Abstracts
Résumé
En dernier lieu, Michel Bock aborde un sujet encore peu étudié : la conception que se sont faite les nationalistes québécois des minorités francophones au lendemain des États généraux du Canada français jusqu’au second référendum sur la souveraineté du Québec (1970-1995). Les historiens présentent souvent la Révolution tranquille comme le moment au cours duquel l’ancienne conception « diasporique » de la « nation canadienne-française » se serait définitivement éteinte, renvoyant le Québec et les minorités francophones dos à dos. Pour vérifier cette assertion, il examine la place que ces minorités occupent dans la revue mensuelle L’Action nationale, l’un des principaux porte-étendard du mouvement nationaliste québécois. L’analyse de la représentation des Franco-Ontariens, des Acadiens et des autres composantes de l’Amérique française dans la conscience historique des nationalistes québécois donne des résultats parfois étonnants et montre que ces communautés ont continué, pendant toute la période à l’étude, de représenter un enjeu symbolique de première importance pour eux.
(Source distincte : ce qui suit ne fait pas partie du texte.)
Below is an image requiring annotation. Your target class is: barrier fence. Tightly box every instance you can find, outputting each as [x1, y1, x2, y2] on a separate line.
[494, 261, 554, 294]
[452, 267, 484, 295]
Si les uns concevaient le Québec comme le foyer d’une nation transfrontalière chargé de responsabilités plus ou moins lourdes envers la « diaspora », les autres en viendraient, quoique beaucoup plus tardivement, à le concevoir comme une collectivité « neuve » ayant rompu avec la conscience historique du Canada français et « exculturé » les communautés francophones situées à l’extérieur de ses frontières. Ainsi, la représentation que l’on se faisait des groupes francophones minoritaires, tantôt « consubstantiels » au Québec, tantôt « étrangers », oscillait entre différents pôles traduisant l’existence d’un vif débat sur le type d’action politique et d’intégration nationale qu’il lui fallait privilégier.